Moral indignation is outraged only when presented with an affront to its most parochial sentiments.

Darfur has become an accepted fact of our history, and only occasionally anymore animates the conversations of our latte drinking liberals. Civilian death tolls from Iraq are not seen as collateral damage or civilian casualties anymore, but as routinuous and vaguely tragic byproducts of the inevitable march forward of history. We are all on some level or another guilty of regularly misconstruing, multiplying, misinterpreting, misquoting, misapporpriating, minimizing, or maiming facts in a manner and medium of our own choosing and convenience.

The atrocities that take place in the name of journalism are fitting reflections of our own laxities and sliding standards. Ditto the vagaries that take places in the entertainment industry’s portrayal of people and places. Most of the time, we just let them slide by.

Except, of course, when they engage our most primate and parochial concerns. Then we must protest not only the misrepresentation itself, but the appalling worldwide silence. The same silence, incidentally, that we would be guilty of had we ourselves not been the object, but the audience.

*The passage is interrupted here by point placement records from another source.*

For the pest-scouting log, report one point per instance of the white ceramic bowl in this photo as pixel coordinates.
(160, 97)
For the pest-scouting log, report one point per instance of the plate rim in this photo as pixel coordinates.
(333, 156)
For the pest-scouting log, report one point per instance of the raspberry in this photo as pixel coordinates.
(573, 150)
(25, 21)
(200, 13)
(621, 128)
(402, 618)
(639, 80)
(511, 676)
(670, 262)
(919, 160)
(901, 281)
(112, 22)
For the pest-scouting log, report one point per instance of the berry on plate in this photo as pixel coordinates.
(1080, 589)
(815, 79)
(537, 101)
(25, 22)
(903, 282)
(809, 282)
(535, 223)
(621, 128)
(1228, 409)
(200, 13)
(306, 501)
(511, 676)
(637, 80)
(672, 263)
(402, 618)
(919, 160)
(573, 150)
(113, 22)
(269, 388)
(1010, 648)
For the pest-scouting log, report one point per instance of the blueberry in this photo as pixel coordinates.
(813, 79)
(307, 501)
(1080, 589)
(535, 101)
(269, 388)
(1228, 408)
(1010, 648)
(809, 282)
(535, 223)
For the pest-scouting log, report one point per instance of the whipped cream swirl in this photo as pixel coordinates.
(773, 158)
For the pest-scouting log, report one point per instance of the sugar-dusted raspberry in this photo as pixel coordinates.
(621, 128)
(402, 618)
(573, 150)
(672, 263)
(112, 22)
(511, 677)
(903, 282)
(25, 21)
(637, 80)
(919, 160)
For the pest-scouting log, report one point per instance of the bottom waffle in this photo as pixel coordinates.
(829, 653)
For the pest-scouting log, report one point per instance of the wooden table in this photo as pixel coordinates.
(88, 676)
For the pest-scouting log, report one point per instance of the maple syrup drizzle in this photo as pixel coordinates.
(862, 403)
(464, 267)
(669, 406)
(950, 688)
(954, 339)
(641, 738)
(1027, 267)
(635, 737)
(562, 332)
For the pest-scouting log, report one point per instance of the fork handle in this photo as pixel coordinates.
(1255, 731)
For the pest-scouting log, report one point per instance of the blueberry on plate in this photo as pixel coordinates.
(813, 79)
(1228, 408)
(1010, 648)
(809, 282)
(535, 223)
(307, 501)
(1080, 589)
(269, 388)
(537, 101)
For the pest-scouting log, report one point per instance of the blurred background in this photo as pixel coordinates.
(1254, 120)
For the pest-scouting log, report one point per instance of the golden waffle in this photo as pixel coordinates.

I have not seen the latest bollywood output, Kabul Express. I do not do bollywood anymore. And I am not shocked that it has gotten it all wrong when it comes to the portrayal of the Hazara of Afghanistan. I am, however, mildly surprised at the way so many people who have been emailing me this morning have been holding the Indian movie industry to apparently reverential standards of factuality and truth – affirming, through protesting this latest anomaly, that on all previous occasions it had our collective tacit approval.


This is but just one incident. More generally, and more seriously, I want to ask myself: What is one, who tries hard to be a person of conscience, to do? One feels like withdrawing. And reading Camus. And sulking. And keeping aloof and above all of it. But one has no choice: one is in this.

One feels bad for the gradual decay eating away at one’s moral soul. And before soon, one will stop noticing it altogether.


And so: Really, what the hell were Indian filmmakers thinking?! They should not be able to get away with this!!


2 Responses to

  1. Azad says:

    After a long wait, I finally got the chance to watch Kabul Express on YouTube. The scene in the movie portraying Hazaras as ‘worse than the Taliban’, ‘professional robbers’ and … was just the beginning of the main part of the movie – the portrayal of Taliban as the people who were forced to become who they were, and that the Taliban were actually kind hearted, blah blah human beings. Furthermore; it has got its part of Paki-bashing too. It is like a Two in One combination of bashing.
    Without doubts, the movie is politically themed (like most movies of this type). A desperate attempt by Kabir KHAN to glorify his fellow Pashtun Taliban as moderates rather than what I knew of them – women haters…
    This way it becomes an attempt again by Kabir Khan to turn the tables around by presenting the villians as victims and vice versa, of the who Afghanistan drama as a whole.
    Kabul Express – Well, not even close to the likes of previous Bollywood blockbuster shot in Afghanistan – ‘Khuda Gawah’ 1982.
    Since there is such fuss about this movie, I recommend you watch it.
    In a nutshell, it wasn’t worth the wait!

  2. I don’t know who the hell is this director called Kabir Khan and let me tell you that he doesn’t know anything about my country or its people.
    Don’t make laugh that he is trying to glorify the Taliban because every one knows that they were beasts not humans who killed thousands of innocent people so if he likes the Taliban then he is a beast himself.
    Screw him and his movie and let me tell you something. Next time make a movie about your own country (India) and show the world its poverty and not on something that you have no clue.
    This is my last phrase for this director. If you really love the Taliban that much go and die with them.